Breast reconstruction – pain pumps reduce narcotic use.
Scottsdale – A new study in the Annals of Plastic Surgery demonstrates patients who have implantable local anesthesia pumps use less narcotics after breast reconstruction with deep inferior epigastric perforator flaps. The study evaluated narcotic use after deep inferior epigastric perforator flap breast reconstruction when a local anesthetic catheter was used.
The analysis was performed comparing 40 consecutive control patients (receiving no catheters) to 40 consecutive study patients who had received a pain pump catheter. The catheter was left in the abdomen for 3 days. All narcotic doses (oral and intravenous) were converted to intravenous morphine equivalents.

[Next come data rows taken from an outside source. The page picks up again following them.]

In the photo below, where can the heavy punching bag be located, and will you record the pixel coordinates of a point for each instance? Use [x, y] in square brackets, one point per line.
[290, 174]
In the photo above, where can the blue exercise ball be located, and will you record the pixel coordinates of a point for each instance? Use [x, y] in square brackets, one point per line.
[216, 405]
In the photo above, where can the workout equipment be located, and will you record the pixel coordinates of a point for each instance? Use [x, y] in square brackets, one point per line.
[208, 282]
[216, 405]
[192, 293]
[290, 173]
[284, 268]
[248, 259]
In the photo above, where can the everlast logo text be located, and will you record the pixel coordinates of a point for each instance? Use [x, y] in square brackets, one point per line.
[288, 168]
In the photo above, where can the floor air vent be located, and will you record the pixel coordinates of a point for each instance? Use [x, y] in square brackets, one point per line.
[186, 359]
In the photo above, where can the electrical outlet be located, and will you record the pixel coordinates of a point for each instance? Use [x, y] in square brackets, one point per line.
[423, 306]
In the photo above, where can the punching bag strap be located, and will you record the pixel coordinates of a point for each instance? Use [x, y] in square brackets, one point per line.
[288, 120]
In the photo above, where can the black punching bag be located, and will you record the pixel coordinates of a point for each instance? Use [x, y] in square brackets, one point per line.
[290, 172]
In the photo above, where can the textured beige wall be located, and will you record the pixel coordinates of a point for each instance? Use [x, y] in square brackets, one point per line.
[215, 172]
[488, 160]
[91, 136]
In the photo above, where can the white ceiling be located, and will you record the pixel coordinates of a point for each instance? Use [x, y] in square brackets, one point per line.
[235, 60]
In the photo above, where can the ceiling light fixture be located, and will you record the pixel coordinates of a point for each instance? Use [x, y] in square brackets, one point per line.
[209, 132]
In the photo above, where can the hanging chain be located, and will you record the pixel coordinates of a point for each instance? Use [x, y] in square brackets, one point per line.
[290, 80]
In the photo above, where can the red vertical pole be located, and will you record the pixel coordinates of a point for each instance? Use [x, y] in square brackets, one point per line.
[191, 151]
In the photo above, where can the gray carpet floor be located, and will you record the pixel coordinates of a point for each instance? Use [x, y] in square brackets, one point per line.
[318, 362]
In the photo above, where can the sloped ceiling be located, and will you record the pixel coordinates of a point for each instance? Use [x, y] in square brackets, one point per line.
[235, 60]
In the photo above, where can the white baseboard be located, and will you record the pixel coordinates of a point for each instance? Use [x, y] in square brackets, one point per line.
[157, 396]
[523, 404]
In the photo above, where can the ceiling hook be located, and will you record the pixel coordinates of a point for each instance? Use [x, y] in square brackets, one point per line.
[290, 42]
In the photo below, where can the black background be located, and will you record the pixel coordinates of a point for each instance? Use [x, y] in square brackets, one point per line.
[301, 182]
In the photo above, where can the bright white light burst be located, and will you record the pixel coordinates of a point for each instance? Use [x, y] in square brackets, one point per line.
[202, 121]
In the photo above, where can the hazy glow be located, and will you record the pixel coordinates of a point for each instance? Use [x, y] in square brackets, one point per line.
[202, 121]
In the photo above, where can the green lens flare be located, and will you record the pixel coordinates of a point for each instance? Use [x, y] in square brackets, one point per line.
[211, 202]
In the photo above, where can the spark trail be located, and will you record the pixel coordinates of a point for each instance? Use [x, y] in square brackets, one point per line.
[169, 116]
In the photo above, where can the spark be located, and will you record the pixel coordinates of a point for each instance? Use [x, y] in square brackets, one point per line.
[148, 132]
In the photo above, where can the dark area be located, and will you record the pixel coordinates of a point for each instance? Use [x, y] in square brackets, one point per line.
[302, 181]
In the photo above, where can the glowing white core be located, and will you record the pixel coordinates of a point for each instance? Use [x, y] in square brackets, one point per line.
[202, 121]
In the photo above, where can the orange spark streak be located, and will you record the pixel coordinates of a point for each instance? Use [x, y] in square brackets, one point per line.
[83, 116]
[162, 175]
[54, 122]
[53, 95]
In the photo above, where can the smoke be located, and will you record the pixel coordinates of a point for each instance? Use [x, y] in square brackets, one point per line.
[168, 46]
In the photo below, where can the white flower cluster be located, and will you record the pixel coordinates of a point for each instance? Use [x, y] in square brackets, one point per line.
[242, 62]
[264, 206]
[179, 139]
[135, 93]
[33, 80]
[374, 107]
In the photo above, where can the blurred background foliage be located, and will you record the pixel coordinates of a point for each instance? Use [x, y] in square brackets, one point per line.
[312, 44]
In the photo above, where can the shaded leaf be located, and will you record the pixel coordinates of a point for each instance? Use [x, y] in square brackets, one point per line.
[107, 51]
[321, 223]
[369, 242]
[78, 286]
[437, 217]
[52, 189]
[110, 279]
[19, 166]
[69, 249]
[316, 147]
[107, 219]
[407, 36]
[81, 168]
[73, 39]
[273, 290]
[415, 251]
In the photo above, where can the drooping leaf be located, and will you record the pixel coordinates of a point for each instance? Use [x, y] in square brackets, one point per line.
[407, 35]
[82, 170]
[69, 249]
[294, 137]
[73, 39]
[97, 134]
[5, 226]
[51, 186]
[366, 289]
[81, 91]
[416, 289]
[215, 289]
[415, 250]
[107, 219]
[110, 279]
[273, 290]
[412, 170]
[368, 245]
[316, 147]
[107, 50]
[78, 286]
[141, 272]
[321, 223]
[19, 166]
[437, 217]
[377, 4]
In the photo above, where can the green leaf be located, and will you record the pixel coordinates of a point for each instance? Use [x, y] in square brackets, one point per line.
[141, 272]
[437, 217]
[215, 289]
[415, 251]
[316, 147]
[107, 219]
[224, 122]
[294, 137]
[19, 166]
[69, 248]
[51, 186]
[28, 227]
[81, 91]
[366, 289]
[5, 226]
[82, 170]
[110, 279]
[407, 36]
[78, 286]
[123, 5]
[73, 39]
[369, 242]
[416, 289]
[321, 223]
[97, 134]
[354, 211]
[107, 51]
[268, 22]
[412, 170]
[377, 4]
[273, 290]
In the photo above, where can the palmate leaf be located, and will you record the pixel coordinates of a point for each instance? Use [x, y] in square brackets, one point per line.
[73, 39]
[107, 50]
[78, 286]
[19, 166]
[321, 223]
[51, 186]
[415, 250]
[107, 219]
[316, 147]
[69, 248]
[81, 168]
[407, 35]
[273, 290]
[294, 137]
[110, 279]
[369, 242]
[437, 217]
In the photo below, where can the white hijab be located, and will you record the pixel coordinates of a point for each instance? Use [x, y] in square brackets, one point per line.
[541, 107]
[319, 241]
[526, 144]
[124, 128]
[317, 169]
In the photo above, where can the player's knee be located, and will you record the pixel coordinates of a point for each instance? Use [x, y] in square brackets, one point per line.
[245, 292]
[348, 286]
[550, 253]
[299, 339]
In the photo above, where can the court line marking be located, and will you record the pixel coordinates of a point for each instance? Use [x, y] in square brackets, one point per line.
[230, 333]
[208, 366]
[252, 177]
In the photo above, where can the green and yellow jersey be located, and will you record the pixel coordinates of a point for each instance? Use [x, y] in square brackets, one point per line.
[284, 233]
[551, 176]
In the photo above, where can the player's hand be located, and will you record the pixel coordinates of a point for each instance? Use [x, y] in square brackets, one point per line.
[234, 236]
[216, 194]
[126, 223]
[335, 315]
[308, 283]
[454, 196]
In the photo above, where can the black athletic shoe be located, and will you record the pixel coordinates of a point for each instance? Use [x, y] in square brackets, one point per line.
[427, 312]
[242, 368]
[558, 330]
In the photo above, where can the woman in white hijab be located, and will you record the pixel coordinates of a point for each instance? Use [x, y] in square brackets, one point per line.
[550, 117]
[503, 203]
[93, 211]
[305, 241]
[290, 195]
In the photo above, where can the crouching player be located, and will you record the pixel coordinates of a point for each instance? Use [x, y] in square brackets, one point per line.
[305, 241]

Initial average 24-hour morphine requirement for the control group was 42 mg compared with 33 mg for the study group, a difference that was statistically significant. The total hospitalization morphine requirement for the control group was 71 mg compared with 55 mg (average) for the catheter patients, also statistically significant. The conclusion of the study is that use of an implantable local anesthetic catheter placed in the abdomen can decrease narcotic use in the postoperative period after breast reconstruction with deep inferior epigastric perforator flaps.
I have use catheters like the ones studied here and have been impressed with the rapid recovery experienced by patients after tummy tuck and body lift surgery. This includes less narcotic use and a speedier recovery, including earlier walking after surgery and complete rehabilitation after these types of abdominal procedures, which are, similar to the deep inferior epigastric perforator flaps.